Quand le maïs égréné devient une prière solidaire
13.03.26 07:15
À Kavumu, une centaine de jeunes se préparent au baptême. Deux fois par semaine, ils participent aux traveaux des champs pour la paroisse. Ainsi reçoivent-ils en même temps une catéchèse et une formation agricole.

Située dans l’agglomération de Bukavu (Sud-Kivu – Congo RDC), Kavumu est une nouvelle cité rurale de près de 150'000 habitants qui grossit par l’afflux d’une population fuyant les villages en forêt pour échapper à la guerre. Dans cette ville occupée depuis le 14 février 2025 par les forces du M23 affiliées au Rwanda, la jeunesse manque de perspectives professionnelles à l’issue de la scolarité obligatoire.
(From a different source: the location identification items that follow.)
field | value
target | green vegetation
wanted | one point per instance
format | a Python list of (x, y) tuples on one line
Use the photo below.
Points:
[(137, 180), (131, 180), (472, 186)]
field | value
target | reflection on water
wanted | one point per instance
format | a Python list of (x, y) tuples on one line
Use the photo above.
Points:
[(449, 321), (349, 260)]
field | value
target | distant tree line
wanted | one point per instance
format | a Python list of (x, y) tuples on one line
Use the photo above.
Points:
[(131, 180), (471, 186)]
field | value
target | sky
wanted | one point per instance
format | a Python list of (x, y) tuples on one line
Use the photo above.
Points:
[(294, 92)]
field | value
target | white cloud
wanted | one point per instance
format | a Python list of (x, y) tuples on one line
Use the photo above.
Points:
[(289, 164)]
Ceux qui se destinent aux études supérieures n’ont aucune garantie d’embauche par la suite et les autres jeunes sont livrés à eux-mêmes, car il n’y a pas d’école professionnelle pour apprendre un métier qu’ils pourraient exercer au service du plus grand nombre.
Dans ce contexte, la paroisse catholique de Kavumu cherche à transmettre à sa jeunesse une espérance chrétienne qui soit le plus possible chevillée à un avenir professionnel. C’est ainsi qu’actuellement, une centaine de jeunes se préparant au baptême travaillent deux après-midis par semaine dans les champs de la paroisse. Cela fait partie intégrante de leur catéchèse. Les familles des catéchumènes n’ont souvent pas même un petit lopin de terre autour de leur maison. Les champs de la paroisse deviennent un lieu d’apprentissage, les catéchumènes y apprennent à travailler ensemble sous la houlette du jeune abbé Daniel, prêtre de la paroisse et directeur d’une école secondaire. Lui aussi retrousse ses manches pour prendre part à l’œuvre commune. Sans signe distinctif, il me fait penser à Jésus simplement présent au milieu de nous.
En voyant ces jeunes égréner le maïs, j’ai pensé à la prière du chapelet : un geste simple, une œuvre communautaire, un engagement concret au service de plus grand que soi.
En partenariat avec les Sœurs oblates de l’Assomption et l’association Amis de Bukavu, la communauté des prêtres de Kavumu et le conseil de la paroisse sont en train de réfléchir à l’ouverture de formations pratiques pour les jeunes afin que leur énergie soit engagée au service de tous plutôt qu’elle ne se retourne en violence, par dépit.
Au coeur d'une cité occupée et régie par les militaires, offrir un avenir professionnel aux jeunes de Kavumu est une manière concrète de laisser fleurir l’espérance et de prier pour la paix.